1.9: Substitutions and Substitutability

Last updated
Save as PDF

Page ID: 9977

\( \newcommand{\vecs}[1]{\overset { \scriptstyle \rightharpoonup} {\mathbf{#1}} } \) \( \newcommand{\vecd}[1]{\overset{-\!-\!\rightharpoonup}{\vphantom{a}\smash {#1}}} \)\(\newcommand{\id}{\mathrm{id}}\) \( \newcommand{\Span}{\mathrm{span}}\) \( \newcommand{\kernel}{\mathrm{null}\,}\) \( \newcommand{\range}{\mathrm{range}\,}\) \( \newcommand{\RealPart}{\mathrm{Re}}\) \( \newcommand{\ImaginaryPart}{\mathrm{Im}}\) \( \newcommand{\Argument}{\mathrm{Arg}}\) \( \newcommand{\norm}[1]{\| #1 \|}\) \( \newcommand{\inner}[2]{\langle #1, #2 \rangle}\) \( \newcommand{\Span}{\mathrm{span}}\) \(\newcommand{\id}{\mathrm{id}}\) \( \newcommand{\Span}{\mathrm{span}}\) \( \newcommand{\kernel}{\mathrm{null}\,}\) \( \newcommand{\range}{\mathrm{range}\,}\) \( \newcommand{\RealPart}{\mathrm{Re}}\) \( \newcommand{\ImaginaryPart}{\mathrm{Im}}\) \( \newcommand{\Argument}{\mathrm{Arg}}\) \( \newcommand{\norm}[1]{\| #1 \|}\) \( \newcommand{\inner}[2]{\langle #1, #2 \rangle}\) \( \newcommand{\Span}{\mathrm{span}}\)\(\newcommand{\AA}{\unicode[.8,0]{x212B}}\)
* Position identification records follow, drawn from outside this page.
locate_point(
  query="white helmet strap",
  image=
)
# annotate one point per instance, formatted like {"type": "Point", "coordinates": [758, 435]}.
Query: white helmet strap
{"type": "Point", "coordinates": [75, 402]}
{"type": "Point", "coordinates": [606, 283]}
Suppose you knew that the sentence \(\forall x \phi \left( x \right)\) was true in a particular structure \(\mathfrak{A}\). Then, if \(c\) is a constant symbol in the language, you would certainly expect \(\phi \left( c \right)\) to be true in \(\mathfrak{A}\) as well. What we have done is substitute the constant symbol \(c\) for the variable \(x\). This seems perfectly reasonable, although there are times when you do have to be careful.
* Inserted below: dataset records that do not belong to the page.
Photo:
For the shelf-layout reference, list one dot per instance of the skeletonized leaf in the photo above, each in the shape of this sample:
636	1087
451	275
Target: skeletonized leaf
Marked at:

Suppose that \(\mathfrak{A} \models \forall x \exists y \neg \left( x = y \right)\). This sentence is, in fact, true in any structure \(\mathfrak{A}\) such that \(A\) has at least two elements. If we then proceed to replace the variable \(x\) by the variable \(u\), we get the statement \(\exists y \neg \left( u = y \right)\), which will still be true in \(\mathfrak{A}\), no matter what value we give to the variable \(u\). If, however, we take our original formula and replace \(x\) by \(y\), then we find ourselves looking at \(\exists y \neg \left( y = y \right)\), which will be false in any structure. So by a poor choice of substituting variable, we have changed the truth value of our formula. The rules of substitutability that we will discuss in this section are designed to help us avoid this problem, the problem of attempting to substitute a term inside a quantifier that binds a variable involved in the term.

We begin by defining exactly what we mean when we substitute a term \(t\) for a variable \(x\) in either a term \(u\) or a formula \(\phi\).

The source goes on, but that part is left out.